Only two of the dice are actually standard dice. One has the number five on every face. One has three sixes and three twos. The students have seen these dice numerous times and have never actually examined them – of course, I didn’t leave them lying around for them to examine but, despite one or two starting to think “Hey, that’s a bit weird”, nobody ever twigged to the loading.
Having exposed this trick, to some amusement, the last student knocked on the door and I picked up the dice. He was then asked to roll for his position, with the rest of the class staying quiet. (Well, smirking.) He rolled something in 17-19, I forget what, and I wrote that up on the board. Then I asked him if it seemed high to him? On reflection, he said that these numbers all seemed pretty high, especially as the theoretical maximum was 24. I then asked if he’d like to inspect the dice.

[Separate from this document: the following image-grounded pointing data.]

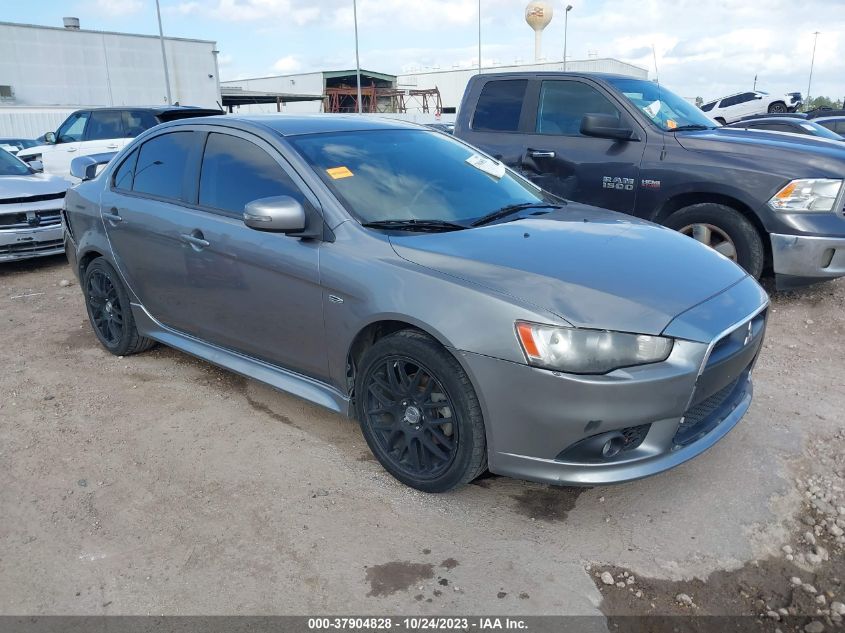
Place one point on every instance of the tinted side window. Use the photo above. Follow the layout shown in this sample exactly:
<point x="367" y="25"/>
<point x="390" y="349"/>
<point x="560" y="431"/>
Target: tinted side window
<point x="564" y="103"/>
<point x="235" y="171"/>
<point x="104" y="124"/>
<point x="72" y="128"/>
<point x="500" y="106"/>
<point x="161" y="165"/>
<point x="125" y="173"/>
<point x="136" y="121"/>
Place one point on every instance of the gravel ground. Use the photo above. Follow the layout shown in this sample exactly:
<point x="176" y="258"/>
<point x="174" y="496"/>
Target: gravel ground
<point x="161" y="484"/>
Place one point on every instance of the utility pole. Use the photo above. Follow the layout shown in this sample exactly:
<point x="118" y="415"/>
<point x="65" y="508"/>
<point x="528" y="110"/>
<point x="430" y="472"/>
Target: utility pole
<point x="812" y="61"/>
<point x="479" y="37"/>
<point x="565" y="32"/>
<point x="357" y="60"/>
<point x="163" y="55"/>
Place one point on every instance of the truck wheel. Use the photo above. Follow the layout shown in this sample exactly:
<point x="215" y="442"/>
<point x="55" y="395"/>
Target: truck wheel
<point x="419" y="413"/>
<point x="109" y="311"/>
<point x="723" y="229"/>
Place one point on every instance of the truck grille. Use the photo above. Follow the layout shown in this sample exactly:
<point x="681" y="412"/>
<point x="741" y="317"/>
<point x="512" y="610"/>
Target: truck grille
<point x="30" y="219"/>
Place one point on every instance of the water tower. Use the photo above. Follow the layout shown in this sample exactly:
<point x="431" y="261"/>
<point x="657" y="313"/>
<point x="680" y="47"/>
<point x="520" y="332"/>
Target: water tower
<point x="538" y="14"/>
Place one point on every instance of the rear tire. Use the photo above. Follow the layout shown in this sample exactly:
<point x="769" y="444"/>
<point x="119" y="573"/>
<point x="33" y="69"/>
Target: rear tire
<point x="419" y="413"/>
<point x="724" y="229"/>
<point x="109" y="310"/>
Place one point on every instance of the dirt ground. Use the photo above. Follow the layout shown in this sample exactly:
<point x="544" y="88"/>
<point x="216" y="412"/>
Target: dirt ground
<point x="159" y="484"/>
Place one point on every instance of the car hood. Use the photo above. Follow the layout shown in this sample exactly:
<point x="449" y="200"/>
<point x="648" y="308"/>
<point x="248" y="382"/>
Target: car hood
<point x="793" y="156"/>
<point x="31" y="185"/>
<point x="593" y="268"/>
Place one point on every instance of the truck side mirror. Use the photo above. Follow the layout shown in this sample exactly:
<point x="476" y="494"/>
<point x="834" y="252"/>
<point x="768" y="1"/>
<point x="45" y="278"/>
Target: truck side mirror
<point x="605" y="126"/>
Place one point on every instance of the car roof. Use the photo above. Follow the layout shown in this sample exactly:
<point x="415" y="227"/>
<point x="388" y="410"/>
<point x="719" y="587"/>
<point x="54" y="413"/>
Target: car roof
<point x="294" y="125"/>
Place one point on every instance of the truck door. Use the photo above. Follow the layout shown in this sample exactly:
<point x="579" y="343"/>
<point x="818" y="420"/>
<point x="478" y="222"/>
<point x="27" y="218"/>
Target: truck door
<point x="597" y="171"/>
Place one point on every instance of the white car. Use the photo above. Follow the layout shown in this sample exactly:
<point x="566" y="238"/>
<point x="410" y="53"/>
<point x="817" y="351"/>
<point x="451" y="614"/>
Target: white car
<point x="101" y="130"/>
<point x="30" y="211"/>
<point x="734" y="107"/>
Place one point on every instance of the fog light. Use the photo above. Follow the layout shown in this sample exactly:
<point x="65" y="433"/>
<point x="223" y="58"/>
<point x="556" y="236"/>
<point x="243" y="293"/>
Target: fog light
<point x="612" y="447"/>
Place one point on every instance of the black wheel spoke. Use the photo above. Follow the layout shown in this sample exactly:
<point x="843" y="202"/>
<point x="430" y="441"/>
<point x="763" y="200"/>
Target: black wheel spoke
<point x="405" y="421"/>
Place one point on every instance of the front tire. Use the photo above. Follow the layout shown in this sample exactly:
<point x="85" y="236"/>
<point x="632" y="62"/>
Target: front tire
<point x="723" y="229"/>
<point x="419" y="413"/>
<point x="110" y="312"/>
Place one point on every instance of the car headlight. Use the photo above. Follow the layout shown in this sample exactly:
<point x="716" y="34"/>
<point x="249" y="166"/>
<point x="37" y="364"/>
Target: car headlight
<point x="580" y="351"/>
<point x="807" y="194"/>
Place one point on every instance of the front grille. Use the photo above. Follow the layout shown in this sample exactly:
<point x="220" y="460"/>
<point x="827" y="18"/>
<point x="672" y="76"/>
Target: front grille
<point x="30" y="219"/>
<point x="703" y="417"/>
<point x="28" y="199"/>
<point x="24" y="248"/>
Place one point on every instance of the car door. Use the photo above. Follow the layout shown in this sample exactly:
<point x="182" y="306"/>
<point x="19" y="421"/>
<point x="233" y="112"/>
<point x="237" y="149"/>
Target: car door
<point x="57" y="158"/>
<point x="187" y="255"/>
<point x="598" y="171"/>
<point x="104" y="133"/>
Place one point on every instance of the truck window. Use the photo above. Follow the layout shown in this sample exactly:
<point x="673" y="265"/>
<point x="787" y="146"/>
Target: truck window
<point x="500" y="106"/>
<point x="564" y="103"/>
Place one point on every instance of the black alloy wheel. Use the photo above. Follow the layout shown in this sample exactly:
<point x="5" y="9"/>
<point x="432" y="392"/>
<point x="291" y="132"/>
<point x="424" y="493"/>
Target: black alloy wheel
<point x="411" y="416"/>
<point x="106" y="311"/>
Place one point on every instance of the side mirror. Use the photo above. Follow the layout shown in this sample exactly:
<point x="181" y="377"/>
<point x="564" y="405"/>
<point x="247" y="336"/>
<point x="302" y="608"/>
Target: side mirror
<point x="279" y="213"/>
<point x="605" y="126"/>
<point x="89" y="167"/>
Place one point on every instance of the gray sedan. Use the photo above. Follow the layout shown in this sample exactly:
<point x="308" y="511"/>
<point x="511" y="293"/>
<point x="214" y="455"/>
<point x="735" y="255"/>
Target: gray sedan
<point x="465" y="317"/>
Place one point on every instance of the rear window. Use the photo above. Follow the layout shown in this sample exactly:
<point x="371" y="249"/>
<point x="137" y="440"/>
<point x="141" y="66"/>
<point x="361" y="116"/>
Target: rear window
<point x="500" y="106"/>
<point x="161" y="165"/>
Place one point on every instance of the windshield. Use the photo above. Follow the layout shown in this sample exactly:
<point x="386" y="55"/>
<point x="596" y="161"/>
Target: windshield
<point x="665" y="109"/>
<point x="11" y="166"/>
<point x="405" y="174"/>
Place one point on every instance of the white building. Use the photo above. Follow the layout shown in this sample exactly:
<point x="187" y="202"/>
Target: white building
<point x="452" y="83"/>
<point x="47" y="72"/>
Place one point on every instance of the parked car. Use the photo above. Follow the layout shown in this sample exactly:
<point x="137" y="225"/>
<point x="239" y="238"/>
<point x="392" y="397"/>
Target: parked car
<point x="734" y="107"/>
<point x="786" y="125"/>
<point x="467" y="318"/>
<point x="630" y="145"/>
<point x="101" y="130"/>
<point x="14" y="145"/>
<point x="835" y="124"/>
<point x="30" y="211"/>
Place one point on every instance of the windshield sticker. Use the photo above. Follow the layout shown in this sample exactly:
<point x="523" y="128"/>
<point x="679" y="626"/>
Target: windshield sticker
<point x="339" y="172"/>
<point x="487" y="165"/>
<point x="652" y="108"/>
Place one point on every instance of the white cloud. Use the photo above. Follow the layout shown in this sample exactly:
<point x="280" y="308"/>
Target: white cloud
<point x="119" y="7"/>
<point x="288" y="64"/>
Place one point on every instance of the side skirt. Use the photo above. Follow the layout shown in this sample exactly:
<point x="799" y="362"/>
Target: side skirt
<point x="282" y="379"/>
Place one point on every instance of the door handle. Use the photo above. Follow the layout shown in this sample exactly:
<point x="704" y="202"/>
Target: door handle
<point x="195" y="239"/>
<point x="113" y="215"/>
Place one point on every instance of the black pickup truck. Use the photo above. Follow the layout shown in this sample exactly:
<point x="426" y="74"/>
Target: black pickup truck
<point x="633" y="146"/>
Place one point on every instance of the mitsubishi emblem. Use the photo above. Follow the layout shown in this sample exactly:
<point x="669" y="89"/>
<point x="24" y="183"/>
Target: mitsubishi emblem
<point x="749" y="334"/>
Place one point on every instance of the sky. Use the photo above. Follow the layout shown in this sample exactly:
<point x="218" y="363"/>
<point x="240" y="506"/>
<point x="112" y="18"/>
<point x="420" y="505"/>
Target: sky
<point x="701" y="48"/>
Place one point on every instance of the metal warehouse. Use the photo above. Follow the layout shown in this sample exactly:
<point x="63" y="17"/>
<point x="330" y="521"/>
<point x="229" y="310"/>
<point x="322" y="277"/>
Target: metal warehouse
<point x="46" y="72"/>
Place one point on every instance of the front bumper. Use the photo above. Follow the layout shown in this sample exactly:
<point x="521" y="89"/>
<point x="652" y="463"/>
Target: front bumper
<point x="801" y="259"/>
<point x="16" y="244"/>
<point x="552" y="427"/>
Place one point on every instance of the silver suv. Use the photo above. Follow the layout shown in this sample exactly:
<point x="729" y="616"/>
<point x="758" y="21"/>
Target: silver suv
<point x="468" y="319"/>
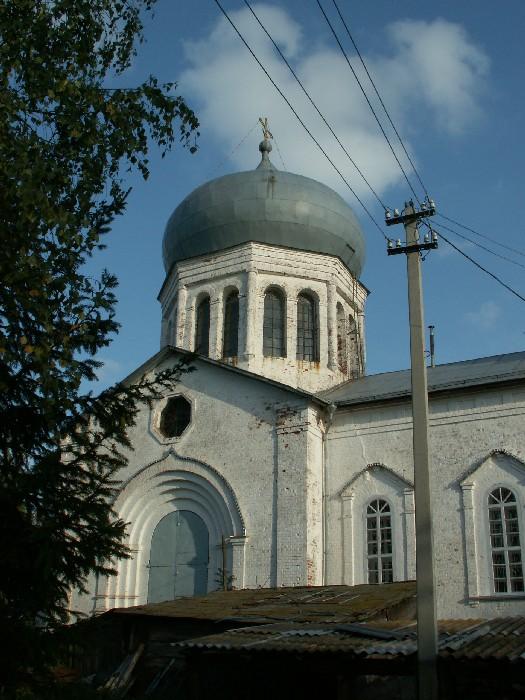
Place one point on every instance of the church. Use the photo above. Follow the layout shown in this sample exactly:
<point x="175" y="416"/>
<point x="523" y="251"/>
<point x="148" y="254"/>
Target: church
<point x="279" y="461"/>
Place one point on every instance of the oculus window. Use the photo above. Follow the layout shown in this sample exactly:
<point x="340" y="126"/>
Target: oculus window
<point x="175" y="417"/>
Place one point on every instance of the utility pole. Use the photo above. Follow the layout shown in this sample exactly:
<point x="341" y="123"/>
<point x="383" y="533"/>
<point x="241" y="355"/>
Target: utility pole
<point x="427" y="678"/>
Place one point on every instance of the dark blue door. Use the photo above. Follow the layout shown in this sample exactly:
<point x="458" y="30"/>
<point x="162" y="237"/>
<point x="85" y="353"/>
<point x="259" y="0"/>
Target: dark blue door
<point x="179" y="557"/>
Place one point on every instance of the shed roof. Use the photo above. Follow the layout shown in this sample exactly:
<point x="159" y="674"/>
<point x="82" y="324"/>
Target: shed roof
<point x="472" y="639"/>
<point x="301" y="604"/>
<point x="454" y="376"/>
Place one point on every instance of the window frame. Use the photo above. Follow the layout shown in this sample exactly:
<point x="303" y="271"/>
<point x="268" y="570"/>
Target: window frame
<point x="227" y="332"/>
<point x="342" y="338"/>
<point x="379" y="556"/>
<point x="203" y="300"/>
<point x="505" y="549"/>
<point x="278" y="293"/>
<point x="315" y="353"/>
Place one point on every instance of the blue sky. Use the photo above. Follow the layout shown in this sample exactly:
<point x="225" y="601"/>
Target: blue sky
<point x="451" y="74"/>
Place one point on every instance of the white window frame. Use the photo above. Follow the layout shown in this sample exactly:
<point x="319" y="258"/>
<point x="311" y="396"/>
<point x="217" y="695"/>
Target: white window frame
<point x="377" y="515"/>
<point x="498" y="468"/>
<point x="377" y="481"/>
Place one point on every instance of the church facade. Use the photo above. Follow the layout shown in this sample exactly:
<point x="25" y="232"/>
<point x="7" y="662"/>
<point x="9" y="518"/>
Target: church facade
<point x="278" y="461"/>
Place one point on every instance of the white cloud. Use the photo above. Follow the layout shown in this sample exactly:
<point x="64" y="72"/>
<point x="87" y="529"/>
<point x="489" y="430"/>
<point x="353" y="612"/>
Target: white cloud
<point x="433" y="67"/>
<point x="444" y="66"/>
<point x="485" y="317"/>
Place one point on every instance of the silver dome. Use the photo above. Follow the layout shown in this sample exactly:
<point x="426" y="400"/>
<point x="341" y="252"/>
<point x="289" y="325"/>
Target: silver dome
<point x="265" y="205"/>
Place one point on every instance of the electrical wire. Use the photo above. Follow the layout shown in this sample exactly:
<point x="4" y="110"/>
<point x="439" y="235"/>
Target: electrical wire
<point x="380" y="99"/>
<point x="370" y="215"/>
<point x="481" y="235"/>
<point x="283" y="57"/>
<point x="479" y="245"/>
<point x="368" y="101"/>
<point x="222" y="162"/>
<point x="483" y="269"/>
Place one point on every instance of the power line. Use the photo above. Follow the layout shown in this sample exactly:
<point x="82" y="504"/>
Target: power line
<point x="368" y="101"/>
<point x="481" y="235"/>
<point x="480" y="245"/>
<point x="483" y="269"/>
<point x="380" y="99"/>
<point x="283" y="57"/>
<point x="300" y="120"/>
<point x="222" y="162"/>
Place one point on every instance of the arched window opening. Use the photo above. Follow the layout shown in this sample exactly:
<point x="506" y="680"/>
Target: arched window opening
<point x="379" y="542"/>
<point x="342" y="340"/>
<point x="202" y="328"/>
<point x="179" y="557"/>
<point x="307" y="329"/>
<point x="273" y="324"/>
<point x="505" y="545"/>
<point x="230" y="344"/>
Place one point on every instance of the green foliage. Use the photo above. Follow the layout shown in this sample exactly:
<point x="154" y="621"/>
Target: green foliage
<point x="65" y="138"/>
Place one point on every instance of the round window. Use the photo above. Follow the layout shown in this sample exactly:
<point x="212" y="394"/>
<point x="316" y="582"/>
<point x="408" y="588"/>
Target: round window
<point x="175" y="417"/>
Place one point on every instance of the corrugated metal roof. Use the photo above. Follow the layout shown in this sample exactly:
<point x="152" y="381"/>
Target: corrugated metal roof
<point x="501" y="639"/>
<point x="456" y="375"/>
<point x="303" y="603"/>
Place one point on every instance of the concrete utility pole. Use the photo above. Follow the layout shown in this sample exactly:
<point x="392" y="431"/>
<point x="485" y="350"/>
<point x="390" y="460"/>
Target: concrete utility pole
<point x="426" y="602"/>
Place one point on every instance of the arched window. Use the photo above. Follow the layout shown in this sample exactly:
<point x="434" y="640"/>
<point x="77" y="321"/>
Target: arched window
<point x="342" y="340"/>
<point x="307" y="329"/>
<point x="202" y="327"/>
<point x="379" y="542"/>
<point x="230" y="343"/>
<point x="507" y="567"/>
<point x="273" y="324"/>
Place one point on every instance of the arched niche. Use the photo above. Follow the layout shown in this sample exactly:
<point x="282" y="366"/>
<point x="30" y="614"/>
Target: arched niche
<point x="173" y="484"/>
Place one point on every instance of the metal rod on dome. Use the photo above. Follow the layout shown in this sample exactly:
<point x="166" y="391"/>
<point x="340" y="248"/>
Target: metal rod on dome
<point x="432" y="347"/>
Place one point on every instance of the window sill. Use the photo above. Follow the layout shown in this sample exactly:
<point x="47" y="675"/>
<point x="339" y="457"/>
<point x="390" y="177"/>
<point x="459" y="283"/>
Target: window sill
<point x="498" y="597"/>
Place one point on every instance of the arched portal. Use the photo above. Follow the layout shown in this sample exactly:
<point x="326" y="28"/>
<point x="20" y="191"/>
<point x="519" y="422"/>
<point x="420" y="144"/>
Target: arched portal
<point x="179" y="557"/>
<point x="175" y="490"/>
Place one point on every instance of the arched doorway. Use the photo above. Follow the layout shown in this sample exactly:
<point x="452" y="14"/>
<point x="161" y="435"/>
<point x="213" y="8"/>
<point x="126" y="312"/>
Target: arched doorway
<point x="179" y="557"/>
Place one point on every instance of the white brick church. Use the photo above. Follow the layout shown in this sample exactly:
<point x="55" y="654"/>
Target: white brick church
<point x="279" y="462"/>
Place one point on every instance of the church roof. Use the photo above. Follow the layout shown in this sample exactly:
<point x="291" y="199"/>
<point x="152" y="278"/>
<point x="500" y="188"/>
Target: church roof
<point x="268" y="206"/>
<point x="456" y="375"/>
<point x="191" y="357"/>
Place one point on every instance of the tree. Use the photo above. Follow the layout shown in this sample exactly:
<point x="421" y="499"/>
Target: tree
<point x="66" y="134"/>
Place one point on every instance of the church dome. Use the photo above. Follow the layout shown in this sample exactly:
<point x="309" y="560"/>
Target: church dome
<point x="264" y="205"/>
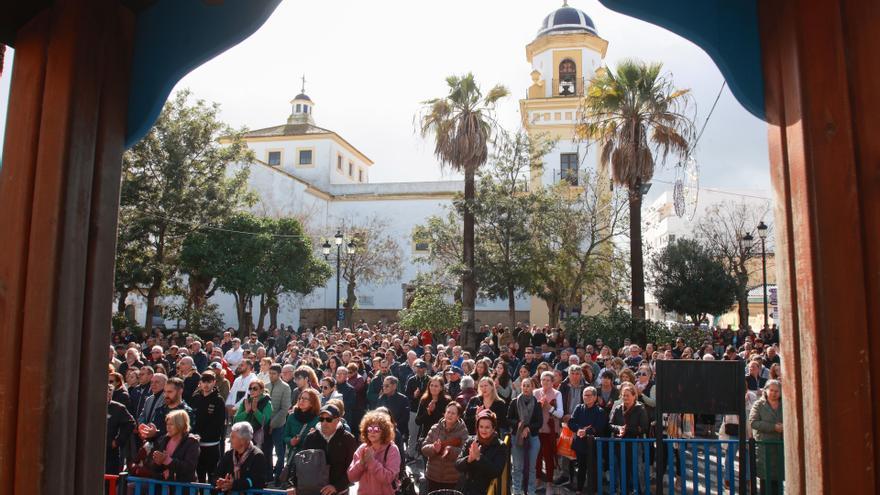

He then did so, as I passed him the dice one at a time, and storing the inspected dice in my other hand. (Of course, as he peered at each die to see if it was altered, I quickly swapped one of the ‘real’ dice back into the position in my hand and, as the rest of the class watched and kept admirably quiet, I then forced a real die onto him. Magic is all about misdirection, after all.)
So, having inspected all of them, he was convinced that they were normal. I then plonked them down on the table and asked him to inspect them, to make sure. He lined them up, looked across the top face and, then, looked at the side. Light dawned. Loudly! What, of course, was so startling to him was that he had just inspected the dice and now they weren’t normal.
What was my point?
My students have just completed a project on data visualisation where they provided a static representation of a dataset. There is a main point to present, supported by static analysis and graphs, but the poster is fundamentally explanatory. The only room for exploration is provided by the poster producer and the reader is bound by the inherent limitations in what the producer has made available. Much as with our discussions of fallacies in argument from a recent tutorial, if information is presented poorly or you don’t get enough to go on, you can’t make a good decision.
Enter, the dice.
Because I deliberately kept the students away from them and never made a fuss about them, they assumed that they were normal dice. While the results were high, and suspicion was starting to creep in, I never gave them enough space to explore the dice and discern their true nature. Even today, while handing them to a student to inspect, I controlled the exploration and, by cherry picking and misdirection, managed to convey a false impression.
Now my students are moving into dynamic visualisation and they must prepare for sharing data in a way that can be explored by other people. While the students have a lot of control over who this exploration takes place, they must prepare for people’s inquisitiveness, their desire to assemble evidence and their tendency to want to try everything. They can’t rely upon hiding difficult pieces of data in their representation and they must be ready for users who want to keep exploring through the data in ways that weren’t originally foreseen. Now, in exploratory mode, they must prepare for people who want to try to collect enough evidence to determine if something is true or not, and to be able to interrogate the dataset accordingly.
Now I’m not saying that I believe that their static posters were produced badly, and I did require references to support statements, but the view presented was heavily controlled. They’ve now seen, in a simple analogue, how powerful that can be. Now, it’s time to break out of that mindset and create something that can be freely explored, letting their design guide the user to construct new things rather than to lead them down a particular path.
I can only hope that they’re exceed by this because I certainly am!!